PS C:\>$regKey.OpenSubKey
OverloadDefinitions
Microsoft.Win32.RegistryKey OpenSubKey(string name, **bool Writable**)
try
PS C:\>$key.OpenSubKey($subkeyName,**$true**)
http://msdn.microsoft.com/en-us/library/xthy8s8d%28v=vs.110%29.aspx
Came looking for the answer to your question, but in a little googling this morning I noticed that the first parameter is a type rather than a String... hope this helps:
$machine = "<Machine Name Goes Here>"
$type = [Microsoft.Win32.RegistryHive]::LocalMachine
$regkey = [Microsoft.Win32.RegistryKey]::OpenRemoteBaseKey($type,$machine)
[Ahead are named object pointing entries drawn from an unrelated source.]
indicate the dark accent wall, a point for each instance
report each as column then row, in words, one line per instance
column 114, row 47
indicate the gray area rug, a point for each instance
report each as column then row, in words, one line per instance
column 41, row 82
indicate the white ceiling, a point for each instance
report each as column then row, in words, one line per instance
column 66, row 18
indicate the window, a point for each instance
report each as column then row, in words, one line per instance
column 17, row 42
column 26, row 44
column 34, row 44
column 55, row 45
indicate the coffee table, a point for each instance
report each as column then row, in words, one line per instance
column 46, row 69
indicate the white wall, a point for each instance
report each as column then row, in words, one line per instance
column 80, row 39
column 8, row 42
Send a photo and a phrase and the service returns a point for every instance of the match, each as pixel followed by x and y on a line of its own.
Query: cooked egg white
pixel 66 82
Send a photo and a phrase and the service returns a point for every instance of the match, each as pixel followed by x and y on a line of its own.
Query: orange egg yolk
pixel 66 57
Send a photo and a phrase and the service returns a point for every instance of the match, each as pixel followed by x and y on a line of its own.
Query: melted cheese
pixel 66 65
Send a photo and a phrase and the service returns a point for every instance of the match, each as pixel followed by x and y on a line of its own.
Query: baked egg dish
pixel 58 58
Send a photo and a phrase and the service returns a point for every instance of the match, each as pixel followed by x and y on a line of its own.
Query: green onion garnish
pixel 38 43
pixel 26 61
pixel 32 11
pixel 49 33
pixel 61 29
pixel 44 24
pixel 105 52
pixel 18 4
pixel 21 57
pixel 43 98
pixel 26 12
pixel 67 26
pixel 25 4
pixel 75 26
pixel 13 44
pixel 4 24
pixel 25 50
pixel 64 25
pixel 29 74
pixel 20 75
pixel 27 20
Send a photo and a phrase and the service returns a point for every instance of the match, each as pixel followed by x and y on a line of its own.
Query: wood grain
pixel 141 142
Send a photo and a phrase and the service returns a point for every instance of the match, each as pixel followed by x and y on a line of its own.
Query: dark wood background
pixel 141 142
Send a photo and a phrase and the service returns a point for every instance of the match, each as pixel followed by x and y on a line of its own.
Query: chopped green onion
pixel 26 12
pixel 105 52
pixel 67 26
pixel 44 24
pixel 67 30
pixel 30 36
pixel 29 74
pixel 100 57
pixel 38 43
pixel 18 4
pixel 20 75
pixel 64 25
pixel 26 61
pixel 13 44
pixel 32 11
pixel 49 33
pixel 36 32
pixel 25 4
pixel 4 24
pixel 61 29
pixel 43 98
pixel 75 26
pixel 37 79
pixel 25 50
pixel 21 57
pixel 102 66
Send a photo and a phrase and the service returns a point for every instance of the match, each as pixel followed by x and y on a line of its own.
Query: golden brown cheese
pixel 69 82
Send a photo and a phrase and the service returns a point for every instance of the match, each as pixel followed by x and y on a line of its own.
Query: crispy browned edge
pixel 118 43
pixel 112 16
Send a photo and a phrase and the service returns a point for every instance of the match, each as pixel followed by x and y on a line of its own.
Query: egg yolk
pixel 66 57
$subkey = $regKey.OpenSubKey($key)
foreach ($sub in $regKey.GetSubKeyNames()){$sub}
I wanted to first thank all for answers above really helpful, wanted to add that you can use Get-Credential command to collect credentials without having to hard code it in your script. I have written using the above suggestions into my script the following code and query:
$userCredentials = Get-Credential -Credential <domain\username>
$objReg = Get-WmiObject -List -Namespace root\default -ComputerName $server -Credential $userCredentials | Where-Object{$_.Name -eq "StdRegProv"}
$subKeyNames = $objReg.EnumKey($HKLM,"SOFTWARE\Microsoft\Updates\Microsoft .Net Framework 4.5.1").sNames
The above code returns all sub key names in the specified key so that I can determine installed updates other than OS which have been applied to a server. If you want to determine all collection possibilities with the $objReg variable then run:
$objReg | Get-Member
You will see a list of all possible queries which can be performed against the registry. Hope this helps!